Aéroport de Zurich, samedi après-midi: le conseiller national du Parti évangélique suisse (PEV) Nik Gugger revient d'un voyage qui fera la une des journaux internationaux. Douze heures plus tôt, la capitale azerbaïdjanaise Bakou a connu un coup d'éclat: le régime a expulsé le politicien suisse du pays.
Nik Gugger est bouleversé. En coulisses, la tension diplomatique est à son comble. Tôt samedi matin, le ministre des Affaires étrangères Ignazio Cassis a été informé de l'incident.
«Ce qui s'est passé est un scandale», déclare le politicien du PEV en prenant un café avec Blick à l'aéroport de Zurich. Il n'a pas dormi depuis plus de 30 heures.
Nik Gugger devait signaler les violations des droits de l'homme
En effet, l'incident est explosif. Le conseiller national s'est rendu en Azerbaïdjan en tant qu'observateur électoral officiel, il a reçu l'accréditation de l'Organisation pour la sécurité et la coopération en Europe (OSCE). Sa mission sur place: observer les prochaines élections présidentielles et signaler les violations des droits de l'homme. Nik Gugger a de l'expérience en la matière, il a déjà participé à des missions similaires en Russie et en Moldavie.
Mais ce qui s'est passé dans la nuit de vendredi à samedi, il ne l'avait encore jamais vécu. A peine débarqué à Bakou, il est arrêté à l'entrée diplomatique par des policiers en uniforme. Ils lui confisquent son passeport et lui refusent l'entrée sur le territoire. D'autres observateurs de l'OSCE sont, eux, autorisés à passer sans problème, y compris la délégation suisse.
«Le fait que le régime azerbaïdjanais désavoue à ce point une mission d'observation constitue un nouveau degré d'escalade», déclare Nik Gugger. «La situation était déplorable.» Selon lui, l'Azerbaïdjan doit immédiatement s'expliquer auprès de l'OSCE.
Les policiers ont retenu le conseiller national près de trois heures à l'aéroport de Bakou, lui ont offert un thé, puis l'ont mis dans un avion pour Istanbul. Ce n'est qu'une fois en Turquie qu'il a pu récupérer son passeport. Samedi à 14 heures, il a atterri à Zurich.
Le Département des affaires étrangères (DFAE) confirme l'incident à Blick: «Nous en avons connaissance.» L'ambassade suisse à Bakou se serait efforcée d'apporter son soutien au conseiller national Nik Gugger. «Le DFAE interviendra auprès des autorités azerbaïdjanaises par les voies diplomatiques habituelles.»

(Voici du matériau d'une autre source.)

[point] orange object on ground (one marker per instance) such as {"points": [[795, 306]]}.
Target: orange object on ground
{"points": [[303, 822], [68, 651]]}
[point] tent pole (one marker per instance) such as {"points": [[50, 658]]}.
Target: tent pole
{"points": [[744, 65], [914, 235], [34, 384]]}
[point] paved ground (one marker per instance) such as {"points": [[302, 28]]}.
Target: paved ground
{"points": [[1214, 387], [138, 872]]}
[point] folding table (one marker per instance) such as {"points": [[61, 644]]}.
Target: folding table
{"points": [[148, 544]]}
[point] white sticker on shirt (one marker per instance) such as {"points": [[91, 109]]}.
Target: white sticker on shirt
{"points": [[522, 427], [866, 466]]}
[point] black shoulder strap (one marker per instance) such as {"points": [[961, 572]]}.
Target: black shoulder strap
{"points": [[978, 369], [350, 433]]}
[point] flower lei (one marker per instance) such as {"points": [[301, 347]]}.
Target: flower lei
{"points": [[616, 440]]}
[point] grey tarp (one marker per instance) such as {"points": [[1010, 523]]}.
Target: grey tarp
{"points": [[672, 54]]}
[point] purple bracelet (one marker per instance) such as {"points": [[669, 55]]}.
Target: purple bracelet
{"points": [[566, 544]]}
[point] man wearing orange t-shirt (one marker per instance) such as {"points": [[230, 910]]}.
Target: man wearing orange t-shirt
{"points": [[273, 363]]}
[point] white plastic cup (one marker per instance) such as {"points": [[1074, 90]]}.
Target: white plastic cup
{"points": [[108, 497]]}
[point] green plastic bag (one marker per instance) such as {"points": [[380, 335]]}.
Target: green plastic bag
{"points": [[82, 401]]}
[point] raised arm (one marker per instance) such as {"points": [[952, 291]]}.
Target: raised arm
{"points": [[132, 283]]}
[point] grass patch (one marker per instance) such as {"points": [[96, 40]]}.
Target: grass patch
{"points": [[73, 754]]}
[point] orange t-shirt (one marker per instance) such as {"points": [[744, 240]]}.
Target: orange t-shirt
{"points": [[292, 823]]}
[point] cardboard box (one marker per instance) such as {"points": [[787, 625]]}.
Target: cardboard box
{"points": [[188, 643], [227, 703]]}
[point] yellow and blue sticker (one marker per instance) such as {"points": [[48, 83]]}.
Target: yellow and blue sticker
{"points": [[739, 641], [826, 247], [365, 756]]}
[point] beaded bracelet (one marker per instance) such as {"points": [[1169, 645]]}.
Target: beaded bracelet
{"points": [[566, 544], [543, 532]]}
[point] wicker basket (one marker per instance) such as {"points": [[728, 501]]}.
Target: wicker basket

Le fait qu'un observateur de l'OSCE annoncé ne soit pas autorisé à entrer dans un pays est un affront diplomatique et est extrêmement rare.
Le vainqueur des élections est déjà connu
Les élections en Azerbaïdjan auront lieu mercredi prochain. Mais le vainqueur est déjà connu: le dictateur Ilham Aliyev, âgé de 62 ans, continuera à gouverner. Des élections équitables n'existent pas en Azerbaïdjan. Dans l'indice de démocratie du magazine britannique «The Economist», le pays occupe la 134e place sur 167.
La raison exacte pour laquelle Nik Gugger n'a pas été autorisé à entrer dans le pays n'est pas claire à ce jour. Mais cela pourrait être lié à son activité au sein du Conseil de l'Europe. La semaine dernière, le régime de Bakou a annoncé qu'il n'accepterait pas d'observateurs électoraux de l'Assemblée parlementaire du Conseil de l'Europe (Pace). Comme le conseiller national est observateur électoral du Conseil de l'Europe en plus de son engagement auprès de l'OSCE, il se pourrait qu'il se soit retrouvé sur une liste noire. L'ambassade d'Azerbaïdjan à Berne n'était pas joignable pour une prise de position.
Le conflit du Haut-Karabagh pourrait également jouer un rôle
L'engagement politique de Nik Gugger dans le conflit du Haut-Karabagh pourrait également être une épine dans le pied de la dictature du Caucase. En septembre dernier, l'armée azerbaïdjanaise a conquis cette petite république non reconnue et a expulsé plus de 100'000 Arméniens chrétiens. Le conseiller national a protesté publiquement contre la violence et a également fait parvenir ses critiques à l'ambassadeur azerbaïdjanais.
«Je m'engage depuis des années pour la paix et j'essaie de construire des ponts», déclare le politicien du PEV. Le fait que le régime de Bakou le bannisse du pays montre que l'Azerbaïdjan est encore loin d'être un État de droit.